The best part of this Intelligent Community “thing” for me is to see the patterns of the new energized community emerging. To do it, you have to learn to connect dots. After all, “Creativity,” as Steve Jobs said, “is just connecting the dots.”
The dots were linked again for me this past weekend in the Oceania galleries of New York’s Metropolitan Museum and in Mitchell, South Dakota. One of the happiest days of my life was nearly 35 years ago when I first became a member of the Metropolitan Museum of Art. It made me feel as if I had totally joined the City of New York. All of it. I now had the privilege of walking into that majestic building on Fifth Avenue and roaming the world as I pleased, as my heart and mind dictated. I could be curious and learn endlessly (my idea of heaven). It was a thrill and, looking back, it was the deliverance of “quality of life” that Manhattan had always promised. This feeling has continued to make all the difference about whether I live here or somewhere else.
As I strolled those galleries for the millionth time I flashed back to a moment last Tuesday, shortly after being given the keys to the City of Mitchell, South Dakota by Mayor Ken Tracy. The honor was given to me in a modest room where the city council gathers to plot the continued rise of Mitchell, one of this year’s Top7 cities. They not only plot the strategic direction of Mitchell, a place with a 2.8% unemployment rate (you read that right), they also listen inside that chamber to serious local issues that relate to their sidewalks, policing and tourist industry. With a major conflict pending over a measure that asks property owners to pay for sidewalk installations, I suspect that I was a breath of fresh air that evening – at least for the Council. I was there to officially recognize the city’s selection and to invite them to Toronto, Canada in June to be the “stars” of our Summit.
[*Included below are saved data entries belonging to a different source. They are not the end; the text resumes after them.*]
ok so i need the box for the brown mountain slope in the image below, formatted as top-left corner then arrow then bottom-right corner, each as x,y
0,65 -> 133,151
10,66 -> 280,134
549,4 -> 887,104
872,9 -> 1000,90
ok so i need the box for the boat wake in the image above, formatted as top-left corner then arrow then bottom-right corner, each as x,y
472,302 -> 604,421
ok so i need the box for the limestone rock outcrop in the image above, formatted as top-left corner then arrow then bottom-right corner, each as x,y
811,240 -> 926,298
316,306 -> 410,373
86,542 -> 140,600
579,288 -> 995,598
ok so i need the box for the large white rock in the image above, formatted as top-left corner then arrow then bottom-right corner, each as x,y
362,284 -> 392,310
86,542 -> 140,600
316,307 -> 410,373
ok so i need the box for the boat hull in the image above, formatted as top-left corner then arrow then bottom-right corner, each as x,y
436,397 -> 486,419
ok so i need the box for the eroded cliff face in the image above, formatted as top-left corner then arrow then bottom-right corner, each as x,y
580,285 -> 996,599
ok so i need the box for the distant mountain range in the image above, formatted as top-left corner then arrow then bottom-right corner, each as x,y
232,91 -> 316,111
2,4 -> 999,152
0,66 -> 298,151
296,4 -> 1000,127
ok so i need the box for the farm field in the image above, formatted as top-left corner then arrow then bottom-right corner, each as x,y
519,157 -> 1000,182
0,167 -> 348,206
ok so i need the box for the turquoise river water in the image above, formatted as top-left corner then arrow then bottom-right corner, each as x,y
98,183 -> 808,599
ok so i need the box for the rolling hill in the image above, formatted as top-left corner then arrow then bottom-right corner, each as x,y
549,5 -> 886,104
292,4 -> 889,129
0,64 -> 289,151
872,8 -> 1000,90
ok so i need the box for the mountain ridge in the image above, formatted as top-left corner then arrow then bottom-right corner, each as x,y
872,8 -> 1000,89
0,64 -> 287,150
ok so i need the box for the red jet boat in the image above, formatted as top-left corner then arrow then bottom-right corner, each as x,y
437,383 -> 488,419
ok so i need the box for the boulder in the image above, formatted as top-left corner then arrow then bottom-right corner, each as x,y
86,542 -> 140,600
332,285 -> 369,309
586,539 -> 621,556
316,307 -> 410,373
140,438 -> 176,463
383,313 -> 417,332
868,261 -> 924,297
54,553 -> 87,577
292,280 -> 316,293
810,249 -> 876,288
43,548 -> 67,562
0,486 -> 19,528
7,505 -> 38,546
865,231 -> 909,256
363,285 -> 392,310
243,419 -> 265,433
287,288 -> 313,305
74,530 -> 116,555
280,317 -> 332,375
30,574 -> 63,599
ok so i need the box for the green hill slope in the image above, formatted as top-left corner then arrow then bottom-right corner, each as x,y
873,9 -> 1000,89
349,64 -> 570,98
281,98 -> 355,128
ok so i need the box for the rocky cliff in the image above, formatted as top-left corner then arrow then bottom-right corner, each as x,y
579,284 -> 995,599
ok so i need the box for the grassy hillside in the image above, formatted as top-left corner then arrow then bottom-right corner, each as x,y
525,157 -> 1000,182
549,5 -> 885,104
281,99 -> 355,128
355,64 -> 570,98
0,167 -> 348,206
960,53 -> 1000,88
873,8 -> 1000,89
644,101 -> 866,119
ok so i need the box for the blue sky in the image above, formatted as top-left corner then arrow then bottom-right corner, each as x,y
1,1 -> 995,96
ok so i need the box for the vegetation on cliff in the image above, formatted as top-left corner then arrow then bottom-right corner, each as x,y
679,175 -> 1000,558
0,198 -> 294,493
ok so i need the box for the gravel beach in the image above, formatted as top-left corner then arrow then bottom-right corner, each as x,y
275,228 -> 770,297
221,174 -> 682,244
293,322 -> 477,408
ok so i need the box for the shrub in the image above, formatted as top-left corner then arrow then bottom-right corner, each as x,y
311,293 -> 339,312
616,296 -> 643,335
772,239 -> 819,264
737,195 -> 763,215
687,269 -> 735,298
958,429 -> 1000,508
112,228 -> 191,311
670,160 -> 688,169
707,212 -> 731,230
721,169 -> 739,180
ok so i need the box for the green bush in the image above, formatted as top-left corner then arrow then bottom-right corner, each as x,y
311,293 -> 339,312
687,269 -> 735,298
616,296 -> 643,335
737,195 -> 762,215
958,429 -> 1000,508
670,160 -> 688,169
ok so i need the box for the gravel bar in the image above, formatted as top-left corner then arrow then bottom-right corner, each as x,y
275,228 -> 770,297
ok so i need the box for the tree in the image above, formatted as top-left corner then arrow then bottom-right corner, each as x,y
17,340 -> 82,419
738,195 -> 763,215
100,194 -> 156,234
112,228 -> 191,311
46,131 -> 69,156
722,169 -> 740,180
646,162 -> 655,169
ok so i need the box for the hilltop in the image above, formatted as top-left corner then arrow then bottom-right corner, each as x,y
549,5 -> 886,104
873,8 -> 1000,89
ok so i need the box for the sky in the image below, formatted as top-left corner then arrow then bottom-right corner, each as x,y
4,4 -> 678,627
I also reinforced something that nearly every city champion explained to me as essential to Mitchell’s future: that quality of life is capital. It will be the formula which allows the city to keep its amazing balance between the gifts nature has provided and its economic destiny. In Mitchell the local meets the global. I know this because they issue pens which read, “bison and broadband.” The city of 15,285 has three broadband providers. Think of that. In places far larger they still spat about whether broadband is necessary, and who is going to pay for it. In Mitchell, however, broadband is in, but it is merely a building block for a structure called “quality of life.” This is the BIG BUILD. On these Great Plains of America, known as “God’s Country,” and sacred to the Lakota and Sioux Indian tribes of North America, the scramble to use broadband and Intelligent Community ideas to construct a great place to live and thrive is on.
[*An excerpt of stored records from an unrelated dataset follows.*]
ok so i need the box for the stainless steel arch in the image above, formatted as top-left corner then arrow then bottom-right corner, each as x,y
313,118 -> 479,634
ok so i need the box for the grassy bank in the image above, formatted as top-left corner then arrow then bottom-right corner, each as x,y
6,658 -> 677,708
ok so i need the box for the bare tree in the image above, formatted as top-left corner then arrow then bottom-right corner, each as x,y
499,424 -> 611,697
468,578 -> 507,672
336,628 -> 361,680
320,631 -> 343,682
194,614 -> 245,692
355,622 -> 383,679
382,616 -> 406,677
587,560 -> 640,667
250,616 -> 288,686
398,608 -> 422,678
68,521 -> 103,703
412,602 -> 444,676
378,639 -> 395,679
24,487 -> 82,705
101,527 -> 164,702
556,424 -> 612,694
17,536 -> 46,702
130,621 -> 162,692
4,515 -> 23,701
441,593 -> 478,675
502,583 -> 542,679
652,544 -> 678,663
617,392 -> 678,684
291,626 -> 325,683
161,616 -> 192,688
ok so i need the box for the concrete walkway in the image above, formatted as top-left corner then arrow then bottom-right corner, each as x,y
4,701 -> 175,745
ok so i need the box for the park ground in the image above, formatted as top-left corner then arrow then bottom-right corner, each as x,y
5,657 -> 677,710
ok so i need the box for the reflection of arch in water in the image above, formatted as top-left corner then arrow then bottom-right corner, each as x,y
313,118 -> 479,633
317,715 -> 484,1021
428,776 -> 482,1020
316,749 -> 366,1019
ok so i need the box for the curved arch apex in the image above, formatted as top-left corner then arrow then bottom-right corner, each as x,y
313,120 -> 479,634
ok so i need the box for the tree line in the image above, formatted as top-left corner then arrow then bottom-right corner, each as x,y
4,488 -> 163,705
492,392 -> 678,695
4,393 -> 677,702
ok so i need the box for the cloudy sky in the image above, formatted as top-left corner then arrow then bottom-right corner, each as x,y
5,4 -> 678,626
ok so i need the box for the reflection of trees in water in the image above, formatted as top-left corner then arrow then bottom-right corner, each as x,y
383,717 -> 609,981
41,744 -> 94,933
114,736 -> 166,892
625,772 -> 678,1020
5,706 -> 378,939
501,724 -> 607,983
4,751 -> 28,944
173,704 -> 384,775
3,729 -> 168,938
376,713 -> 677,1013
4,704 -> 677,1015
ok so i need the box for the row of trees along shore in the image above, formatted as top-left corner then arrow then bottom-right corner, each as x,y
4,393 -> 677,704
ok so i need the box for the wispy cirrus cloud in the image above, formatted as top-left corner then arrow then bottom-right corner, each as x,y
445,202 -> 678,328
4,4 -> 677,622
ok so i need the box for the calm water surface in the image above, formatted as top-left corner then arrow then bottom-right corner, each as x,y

Like Taichung, with its Calligraphy Greenway and the province of New Brunswick, Canada, which enabled a small population of 750,000 to produce three Top7 communities a few years ago, Mitchell has settled upon quality of life as the biggest challenge to restore a population that declined by 30% in the post-industrial era. The notion has taken root. Like the corn in the fields of Davison County (planted by high-tech tractors), ideas around quality of life have many variations. But the most compelling is driven by the evidence that many people who left the area want to return to Mitchell to enjoy nature and to be plugged into a global economy. People are coming home. I met several and they were all proud to be back. Nearly all of them asked me if I hunted pheasant or fished. (I do not.) But it is obviously essential to the city’s quality of life and what connects people just as the Museum membership card connects me to the home I love.
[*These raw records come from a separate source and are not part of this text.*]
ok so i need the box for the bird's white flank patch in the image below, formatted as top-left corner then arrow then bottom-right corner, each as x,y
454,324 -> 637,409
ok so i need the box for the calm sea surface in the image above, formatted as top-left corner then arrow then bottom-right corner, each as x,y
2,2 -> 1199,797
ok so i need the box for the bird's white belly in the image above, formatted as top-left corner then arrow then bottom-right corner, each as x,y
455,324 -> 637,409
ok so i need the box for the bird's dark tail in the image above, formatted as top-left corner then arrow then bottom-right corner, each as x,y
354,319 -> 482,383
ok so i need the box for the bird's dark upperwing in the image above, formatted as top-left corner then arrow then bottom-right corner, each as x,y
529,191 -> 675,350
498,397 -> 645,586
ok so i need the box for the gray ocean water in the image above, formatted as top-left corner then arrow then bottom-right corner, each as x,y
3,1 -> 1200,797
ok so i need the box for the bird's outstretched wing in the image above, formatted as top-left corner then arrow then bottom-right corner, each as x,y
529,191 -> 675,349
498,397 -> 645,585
Mitchell is a dynamic community and is capable of going all the way in our awards program not because it is a monolithic economic powerhouse as were Taichung or Singapore in 2013 and 1999. Nor is it the most innovative place on earth, as Eindhoven and Waterloo could lay claim to having been in 2011 and 2007. Unlike New York (Intelligent Community of the Year, 2001) it is filled with modest people who get a little uncomfortable promoting themselves as “world class,” and hardly believe they are all of that. But they are. They reinforce the claim that the “middle of nowhere” is no more; that a renaissance is underway in the rural parts of the world. They were smart enough to push broadband through and to make people like it! Like a tractor which has smart technology embedded into it, and is boosting crop yields by numbers once thought unimaginable, the city has quietly, surely and in the steadfast way of its Norwegian heritage, become a “high tech city” without technology or frenzied Twitter freaks claiming their inflated presence. It meanders on, proud of the remarkable natural art on the outside of its famous Corn Place and the productivity and successful job placement of its technical schools. What they are most proud of, I believe, is the fact that its kids are starting to turn their sights back home, where the bison roam and the broadband is fast.